In 1951, during Jordanian control of the West Bank, the electrical pole was replaced with by a monument proposed by Ramallah's commissioner (Jalil M. Badran) and designed by a Ramallah artist. The monument consisted of five lions on a stone pillar surrounded by fountains and flower beds. The stone lions used on the monument have been described as "traditional symbols of bravery, power and pride." The five lions represented Ramallah's original inhabitants, five families known as Ibrahim, Jerias, Shqair, Hassan, and Haddad. All five of these families were descended from the Rashid al-Haddadin family, which migrated to Ramallah in the 16th century from the areas of Al-Karak and Shoubak in Jordan.

===Israeli occupation===
Israel captured Ramallah during the Six-Day War in 1967, dismissed the municipality and installed a military governor to oversee the district's affairs. In 1982 Israeli commander Moshe Biton issued a decree to demolish Al-Manara Square and the monument was stored in a municipal treasury. Palestinians protested the Israeli occupation and did civil disobedience during the First Intifada. On 10 October 1987, Israeli troops shot and killed one woman and injured four peaceful protesters in the square. Demonstrations, including a shopkeepers strike, in the square continued from 1987 until 1993 when, due to the Oslo Accords, the Israeli military left the city.

===Palestinian control===
When Palestinian municipal councils retook control they rebuilt the monument at the site of the previous Al-Manara monument, inside a traffic circle. As the population of Ramallah grew, resulting in traffic problems, Al-Manara was reconstructed several times. In 1999, the municipality appointed an English architect to rebuild the monument in the mode of the original design. Three more families were represented in the statues, al-Ajlouni, Hishmah, and al-Araj. The monument would be topped by a lamp directed skyward whose light might reach as far as ten kilometres. The monument was finished in July 2000. During the Second Intifada (2000–2007) a suspected collaborator was shot in the head in the square.

The square continues to be used to protest the actions of Israel and of Palestinian leaders. In 2007 Palestinian police broke up protests against the Annapolis Middle East peace conference. In 2009 and 2010 Ramallah-area protests against the Gaza War in were limited to al-Manara Square.
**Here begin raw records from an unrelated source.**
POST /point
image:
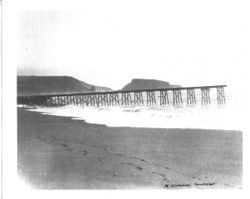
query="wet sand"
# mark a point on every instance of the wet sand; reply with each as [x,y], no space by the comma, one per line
[61,153]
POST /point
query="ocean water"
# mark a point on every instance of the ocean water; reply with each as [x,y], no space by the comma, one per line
[212,116]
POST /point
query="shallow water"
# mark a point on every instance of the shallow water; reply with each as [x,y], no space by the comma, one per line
[212,116]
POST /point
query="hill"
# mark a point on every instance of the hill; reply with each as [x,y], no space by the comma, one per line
[140,84]
[38,85]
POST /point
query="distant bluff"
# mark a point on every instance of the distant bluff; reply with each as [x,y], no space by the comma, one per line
[41,85]
[140,84]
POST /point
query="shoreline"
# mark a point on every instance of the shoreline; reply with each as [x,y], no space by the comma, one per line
[95,156]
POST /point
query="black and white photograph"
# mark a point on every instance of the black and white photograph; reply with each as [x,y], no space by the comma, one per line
[130,95]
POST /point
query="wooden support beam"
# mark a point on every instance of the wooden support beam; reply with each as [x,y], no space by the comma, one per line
[126,99]
[138,98]
[151,101]
[164,100]
[221,99]
[191,99]
[205,96]
[177,97]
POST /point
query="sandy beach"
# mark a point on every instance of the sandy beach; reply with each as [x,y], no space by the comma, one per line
[61,153]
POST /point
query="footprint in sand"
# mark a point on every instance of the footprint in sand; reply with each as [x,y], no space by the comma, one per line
[133,165]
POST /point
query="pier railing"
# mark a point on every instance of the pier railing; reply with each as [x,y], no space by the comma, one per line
[147,97]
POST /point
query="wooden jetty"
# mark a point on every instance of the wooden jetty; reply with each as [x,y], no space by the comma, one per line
[148,97]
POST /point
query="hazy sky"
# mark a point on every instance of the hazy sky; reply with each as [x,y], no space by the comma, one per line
[110,42]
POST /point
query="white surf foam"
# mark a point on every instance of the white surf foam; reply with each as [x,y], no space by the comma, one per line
[205,117]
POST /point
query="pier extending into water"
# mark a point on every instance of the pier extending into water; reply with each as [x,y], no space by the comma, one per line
[148,97]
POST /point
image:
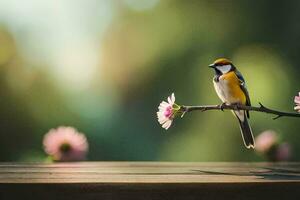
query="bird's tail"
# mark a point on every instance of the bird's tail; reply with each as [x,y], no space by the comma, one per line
[245,129]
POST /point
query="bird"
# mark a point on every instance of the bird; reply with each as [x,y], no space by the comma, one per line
[231,88]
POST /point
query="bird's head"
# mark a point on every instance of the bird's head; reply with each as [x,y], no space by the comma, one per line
[222,66]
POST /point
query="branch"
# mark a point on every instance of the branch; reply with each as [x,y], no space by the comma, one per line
[262,108]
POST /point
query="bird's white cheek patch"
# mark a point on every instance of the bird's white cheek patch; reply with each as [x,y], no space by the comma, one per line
[224,69]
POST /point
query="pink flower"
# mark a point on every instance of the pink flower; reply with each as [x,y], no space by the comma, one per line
[65,144]
[283,152]
[265,141]
[167,112]
[297,102]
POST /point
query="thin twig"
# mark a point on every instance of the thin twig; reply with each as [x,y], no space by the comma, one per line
[262,108]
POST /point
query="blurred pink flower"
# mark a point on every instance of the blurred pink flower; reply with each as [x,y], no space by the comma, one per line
[297,102]
[265,141]
[166,112]
[65,144]
[283,152]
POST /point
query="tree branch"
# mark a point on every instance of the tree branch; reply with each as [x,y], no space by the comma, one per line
[262,108]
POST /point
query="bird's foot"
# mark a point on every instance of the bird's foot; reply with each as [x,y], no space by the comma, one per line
[236,106]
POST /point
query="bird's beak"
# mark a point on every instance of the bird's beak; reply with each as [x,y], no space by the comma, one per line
[212,65]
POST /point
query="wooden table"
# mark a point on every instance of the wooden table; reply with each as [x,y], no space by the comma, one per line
[149,180]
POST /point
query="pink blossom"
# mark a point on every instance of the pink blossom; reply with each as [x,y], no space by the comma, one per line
[265,141]
[65,144]
[167,112]
[297,102]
After Al Jazeera released the Palestine Papers in early 2011 angry protesters who doubted the veracity of documents showing Palestinian officials made generous concessions to Israel protested in the square and at Al Jazeera offices on the square, breaking some windows of the news organization. In early 2011 protesters calling for an end to the split between Fatah and Hamas set up a tent in al-Manara Square. In 2011 Palestinians protested erected a tent in the square where more than ten Palestinians were participating in a hunger strike in solidarity with 6,000 Arab and Palestinian prisoners who had been on a hunger strike in Israeli jails.

In 2000, a group of Palestinians lynched two IDF troops who had accidentally crossed the border. They later dragged their bodies there.